Enrique examinó el bulto de hematomas que se retorcía en gritos ahogados a los pies del teniente Suárez. Ahora comprendía la brutalidad excesiva. Lo habrían golpeado en el mismo matadero, y todo el kilómetro desde el otro campamento, obligándolo a arrastrarse, pateándolo cada vez que levantara la cara. Ni siquiera estos soldados, veteranos de una revolución y una cristiada, víctimas de sus mutilaciones, alcanzaban a entender la racionalidad maniaca del código de honor de esa clase de hombres. Los chivatos en birria. Y debían sentenciar con una sonrisa, felices en su lógica por analogía. No era como ellos hacían las cosas, aunque las islas no fueran ajenas al infierno.

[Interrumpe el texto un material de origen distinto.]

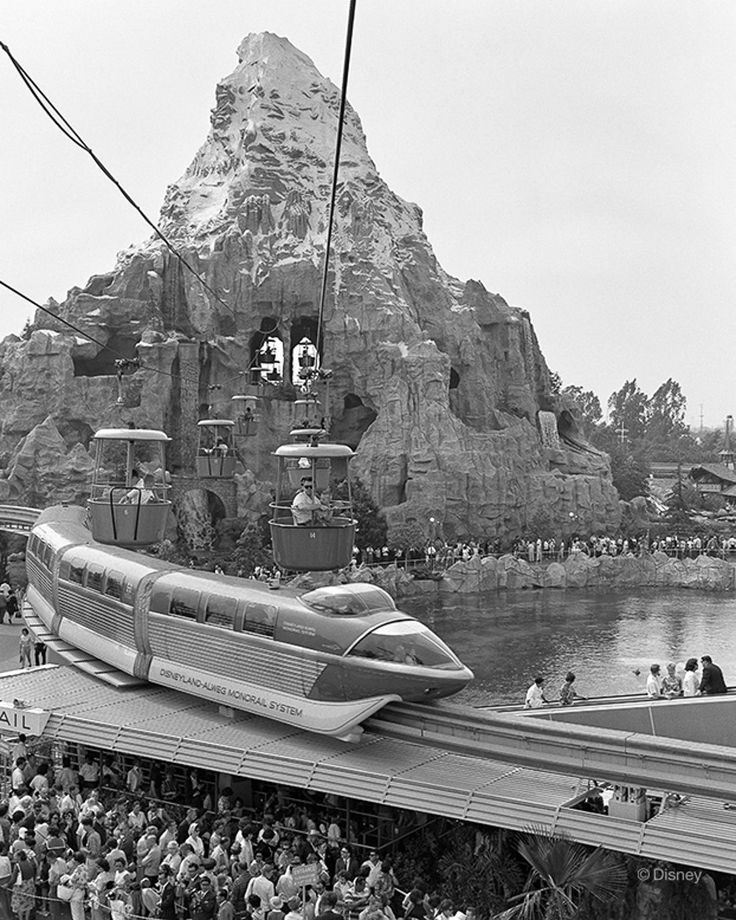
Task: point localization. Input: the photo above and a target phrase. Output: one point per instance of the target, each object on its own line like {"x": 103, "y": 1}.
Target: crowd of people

–Y Tomita San –quiso saber.

–Peleó bien, mi coronel, con esos cuchillos suyos. Tenía tiempo que no hacía buen uso del sable.

De modo que…

–Comprendo. Mande un telegrama a Tepic, teniente. Reporte de daños y petición de asistencia. No hemos acabado, si toda la colonia luce como este teatro, podríamos sufrir una crisis sanitaria. En cuanto a éste, mándelo a María Magdalena. Dos meses, tres, lo que tarde el juez de distrito en dictar sentencia. Me imagino que serán por lo menos otros treinta años, lástima que se haya abolido la pena de muerte.

El flujo interminable de palabras apagadas del Niño se trocó en espasmos que amenazaban con ahogarlo. El teniente Suárez le soltó la mordaza. El calcetín cayó entre las notas de una carcajada rotunda.

–De modo, coronel –gritó afónico mientras lo arrastraban afuera–, de modo, Enriquito, que te quedas otros tantos años haciéndome segunda.